Sementara pada karya 'Don’t Trust Anyone' menggambarkan tentang individu yang memiliki sikap skeptis yang terbentuk karena rasa ketidakpercayaan akan lingkungan sekitar. Sikap ini digambarkan dengan bahasa tubuh seperti menyilangkan tangan dan memasukan tangan lainnya ke dalam. Hal ini memiliki kesan sebuah penolakan atau kesan tertutup. Sikap skeptis terutama oleh berita dari media elektronik (disimbolkan burung dengan mulut sebagai kepalanya) yang kini kadang mengaburkan fakta sebenarnya. Di dalam pikiran skeptik si sosok tersebut "mungkin segolongan tertentu bisa saja menggunakan media untuk mencuci otak ribuan publik dengan propaganda dan kata-kata mereka" . Dia lebih mengambil sikap untuk tidak percaya siapapun di dunia maya terkecuali Tuhan.

Visualisasi karya yang berjudul ' Sign Out' kurang lebih menceritakan gejolak seorang individu yang  sudah penat dan bosan dengan hiruk pikuk dunia maya dan ia mencoba keluar dari situasi tersebut. Baginya dunia maya hanyalah tempat semu yang tampak begitu nyata dan deretan ruang sebagai tempat untuk  mencari kesenangan fana saja.

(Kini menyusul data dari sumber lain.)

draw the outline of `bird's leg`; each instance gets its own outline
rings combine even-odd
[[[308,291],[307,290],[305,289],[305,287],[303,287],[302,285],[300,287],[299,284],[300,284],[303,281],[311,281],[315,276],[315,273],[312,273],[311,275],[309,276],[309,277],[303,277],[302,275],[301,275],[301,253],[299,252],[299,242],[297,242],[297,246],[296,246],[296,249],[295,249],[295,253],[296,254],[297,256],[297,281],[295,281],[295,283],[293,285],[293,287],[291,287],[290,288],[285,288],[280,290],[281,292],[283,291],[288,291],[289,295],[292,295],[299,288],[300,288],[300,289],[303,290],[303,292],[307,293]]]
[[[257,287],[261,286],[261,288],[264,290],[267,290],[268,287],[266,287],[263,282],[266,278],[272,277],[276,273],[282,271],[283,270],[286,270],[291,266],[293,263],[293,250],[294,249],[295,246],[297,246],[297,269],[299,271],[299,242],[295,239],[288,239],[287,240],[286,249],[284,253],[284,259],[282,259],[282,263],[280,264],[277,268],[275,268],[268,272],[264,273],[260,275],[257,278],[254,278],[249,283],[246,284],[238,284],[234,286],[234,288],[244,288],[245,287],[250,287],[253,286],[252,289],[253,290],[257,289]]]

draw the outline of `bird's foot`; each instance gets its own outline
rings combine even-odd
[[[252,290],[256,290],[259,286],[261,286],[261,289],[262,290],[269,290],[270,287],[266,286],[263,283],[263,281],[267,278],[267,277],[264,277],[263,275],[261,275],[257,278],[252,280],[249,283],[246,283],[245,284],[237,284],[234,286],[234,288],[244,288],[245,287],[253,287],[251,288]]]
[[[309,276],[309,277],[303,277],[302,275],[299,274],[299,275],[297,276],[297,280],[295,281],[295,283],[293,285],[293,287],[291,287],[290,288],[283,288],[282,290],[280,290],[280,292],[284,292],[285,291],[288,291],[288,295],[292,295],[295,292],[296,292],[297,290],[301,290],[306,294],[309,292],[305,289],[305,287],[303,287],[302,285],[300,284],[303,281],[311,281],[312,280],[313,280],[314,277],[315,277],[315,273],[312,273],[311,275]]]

Ketika ditanya apa yang membuat berbeda ketika menggambar media manual dengan media digital, Isa menjelaskan ketika menggambar manual sama halnya melatih kepekaan dan penguasaan terhadap media yang sedang digambar sebagai teknik dasar. Menggambar media manual juga memiliki tantangan yang lebih besar dibanding digital painting yang memungkinkan pengulangan bila terjadi kesalahan sewaktu eksekusi karya. Di samping itu  digital painting dengan berbagai macam piranti bantu yang tersedia lebih memudahkan untuk memvisualkan gagasan. Drawing sebagai mother of arts  (dasar bagi segala hal dalam seni rupa) pada karya-karya Isa mampu hadir dan membuktikan dirinya sebagai karya seni yang utuh dan berdiri sendiri. Pada fungsi ini karya-karya Isa Panic Monsta ini telah memperlihatkan kelengkapan pernyataan seniman.